With other forms of dating the options seem limitless. The long kiss in the bar with someone I’ve never met before could have been just that, an exchange that has a value and meaning of its own that can’t be quantified. Ditto for the one-night stand. (Try explaining that one to my parents.) The not-knowing-where-something-is-headed can be wildly exciting. It can also be a tad soul-crushing. Just ask any single woman in New York.

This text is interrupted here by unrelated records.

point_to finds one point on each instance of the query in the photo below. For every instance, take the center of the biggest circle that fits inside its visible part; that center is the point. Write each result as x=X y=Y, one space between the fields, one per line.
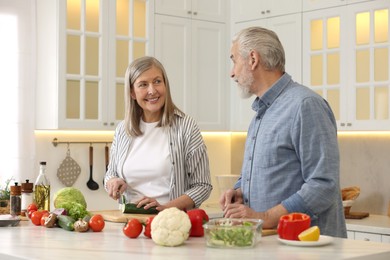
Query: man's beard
x=244 y=87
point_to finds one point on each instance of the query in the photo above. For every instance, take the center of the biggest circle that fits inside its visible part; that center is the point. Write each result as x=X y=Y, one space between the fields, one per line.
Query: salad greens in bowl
x=232 y=233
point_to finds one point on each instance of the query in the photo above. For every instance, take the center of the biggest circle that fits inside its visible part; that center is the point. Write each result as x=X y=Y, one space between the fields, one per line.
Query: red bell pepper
x=197 y=217
x=147 y=231
x=291 y=225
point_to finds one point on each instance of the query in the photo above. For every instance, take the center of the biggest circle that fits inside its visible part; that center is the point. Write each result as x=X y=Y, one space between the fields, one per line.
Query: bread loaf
x=350 y=193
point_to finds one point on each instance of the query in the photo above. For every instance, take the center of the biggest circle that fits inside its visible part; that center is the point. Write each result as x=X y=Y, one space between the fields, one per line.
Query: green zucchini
x=132 y=208
x=66 y=222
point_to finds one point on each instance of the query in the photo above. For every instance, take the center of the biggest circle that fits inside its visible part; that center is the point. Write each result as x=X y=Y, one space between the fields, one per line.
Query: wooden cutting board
x=119 y=217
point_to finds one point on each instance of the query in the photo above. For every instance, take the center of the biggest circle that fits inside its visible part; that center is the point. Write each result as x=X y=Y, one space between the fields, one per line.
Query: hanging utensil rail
x=55 y=142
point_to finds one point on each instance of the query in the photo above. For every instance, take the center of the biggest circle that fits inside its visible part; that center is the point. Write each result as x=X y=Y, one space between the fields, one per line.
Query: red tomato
x=32 y=206
x=30 y=212
x=96 y=223
x=133 y=228
x=45 y=214
x=36 y=218
x=147 y=231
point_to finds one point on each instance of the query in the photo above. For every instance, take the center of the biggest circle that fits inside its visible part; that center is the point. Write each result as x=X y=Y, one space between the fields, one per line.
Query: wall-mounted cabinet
x=214 y=10
x=194 y=55
x=288 y=26
x=84 y=48
x=258 y=9
x=346 y=59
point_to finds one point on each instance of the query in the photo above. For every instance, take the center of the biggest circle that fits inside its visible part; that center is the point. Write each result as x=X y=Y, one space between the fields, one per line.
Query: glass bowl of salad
x=232 y=232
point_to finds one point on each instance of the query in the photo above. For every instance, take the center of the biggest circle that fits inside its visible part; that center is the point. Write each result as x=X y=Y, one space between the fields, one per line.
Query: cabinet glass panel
x=92 y=15
x=73 y=13
x=362 y=66
x=122 y=57
x=333 y=68
x=73 y=54
x=381 y=26
x=316 y=70
x=139 y=49
x=122 y=17
x=73 y=99
x=362 y=28
x=381 y=64
x=139 y=18
x=91 y=100
x=92 y=56
x=333 y=32
x=381 y=101
x=363 y=103
x=119 y=102
x=334 y=101
x=316 y=34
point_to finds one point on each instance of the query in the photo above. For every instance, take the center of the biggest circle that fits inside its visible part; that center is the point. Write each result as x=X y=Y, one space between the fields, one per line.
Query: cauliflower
x=171 y=227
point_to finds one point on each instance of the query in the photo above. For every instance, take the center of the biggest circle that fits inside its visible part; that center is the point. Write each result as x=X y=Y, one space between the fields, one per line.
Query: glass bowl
x=233 y=233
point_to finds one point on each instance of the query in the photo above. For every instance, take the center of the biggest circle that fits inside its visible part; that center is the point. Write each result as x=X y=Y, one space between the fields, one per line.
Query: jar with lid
x=27 y=195
x=42 y=189
x=15 y=199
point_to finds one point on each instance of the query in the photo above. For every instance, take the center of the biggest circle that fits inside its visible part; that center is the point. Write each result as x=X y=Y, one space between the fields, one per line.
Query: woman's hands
x=116 y=186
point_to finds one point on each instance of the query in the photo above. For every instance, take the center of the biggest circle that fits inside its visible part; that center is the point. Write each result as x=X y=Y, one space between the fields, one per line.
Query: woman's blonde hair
x=133 y=111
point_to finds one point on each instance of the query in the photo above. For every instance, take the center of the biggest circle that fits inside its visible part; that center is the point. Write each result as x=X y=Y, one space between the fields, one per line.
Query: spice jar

Indians of my mother’s generation—in fact, my mother herself—like to say of arranged marriage, “It’s not that there isn’t love. It’s just that it comes after the marriage.” I’m still not sure I buy it. But after a decade of Juan Carloses and short-lived affairs with married men and Craigslist flirtations and emotionally bankrupt boyfriends and, oddly, the most painful of all, the guys who just never call, it no longer seems like the most outlandish possibility.

Some of my single friends in New York say they’re still not convinced marriage is what they really want. I’m not sure I buy that, either. And no modern woman wants to close the door on any of her options—no matter how traditional—too hastily.

My friend Radhika, an unmarried 37-year-old photographer, used to hate going to her cousins’ weddings, where the aunties never asked her about the famines in Africa or the political conflict in Cambodia she’d covered. Instead it was, “Why aren’t you married? What are your intentions?” As much as she dreaded this, they’ve stopped asking, and for Radhika, that’s even worse. “It’s like they’ve written me off,” she says.

On a recent trip to India, I was made to eat dinner at the children’s table—they sent out for Domino’s pizza and Pepsis—because as an unmarried woman, I didn’t quite fit in with the adults. As much as I resented my exile, I realized that maybe I didn’t want to be eating vegetable curry and drinking rum with the grown-ups. Maybe that would have meant they’d given up on me, that they’d stopped viewing me as a not-yet-married girl but as an unmarriageable woman who’d ruined her youth by being too choosy and strong-headed.

This way, the aunties can still swing by the kids’ table as I’m sucking on a Pepsi and chucking a young cousin on the chin, and ask me, “When are you getting married? What are your intentions?” And I can say, “Auntie, do you have a boy in mind?”